Back to the Farmers Market
The Amagansett Farmers Market was a buzzing hangout for decades, from the 1970s through the 1990s, but after closing for a few years and then bouncing from owner to owner for a while (Zabar’s, then the Amagansett Food Institute), it lost its mojo. The lines of customers’ parked cars disappeared. Last year, however, Amber Waves Farm, which grows and markets local produce, took over its management and it started buzzing again. At the same time, family-friendly activities began and became what may be an even greater draw.

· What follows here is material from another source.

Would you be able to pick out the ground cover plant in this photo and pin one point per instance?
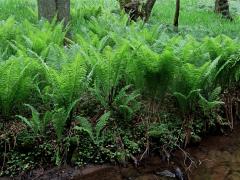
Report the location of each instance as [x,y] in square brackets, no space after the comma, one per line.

Every day this summer, as customers sit or sprawl on the lawn drinking coffee and eating organic foods from the on-site kitchen, Amber Waves has offered activities for children and adults, including farm chores, story time, and cook-your-own-pizza nights. As autumn arrives, the programs will continue with kitchen-skills seminars and themed dinners.
On Saturdays and Sundays this summer activities started in the morning. Amber Waves cultivates 10 farmland acres north of Main Street, growing hundreds of vegetables and herbs, plus more than 75 kinds of flowers. Families who sign up to pitch in on farm chores are guided into the fields for light tasks, perhaps stopping to visit the chickens and taste a few vegetables. Then, Ann Jones Levine, the farm’s education coordinator (favorite vegetable: Sungold tomatoes), reads stories to the children, who are then let loose on the grounds.
The flour for the pizza dough comes from wheat grown on site, and during pizza nights participants of all ages roll and shape the dough, customizing their pies with toppings from the fields and watching them go into and come out of the wood-burning oven.
Weekday programs are more structured. On Tuesdays and Thursdays, Amber Waves partnered this summer with the Children’s Museum of the East End to create a farm club; it will continue after school in the fall. Other attractions that may keep the energy hopping once summer is over will be a dinner for Community Sponsored Agriculture participants on Sept. 16 and a fund-raiser for the Amagansett School on Oct. 6. Autumn-weekend workshops are planned on topics such as fermentation, canning, pickling, and flower arranging.
“We are a nonprofit educational farm,” said Katie Baldwin, a co-founder of Amber Waves (favorite vegetable: Chioggia beets). “Everything the farm produces and the market sells funds and supports the farm’s educational programming.”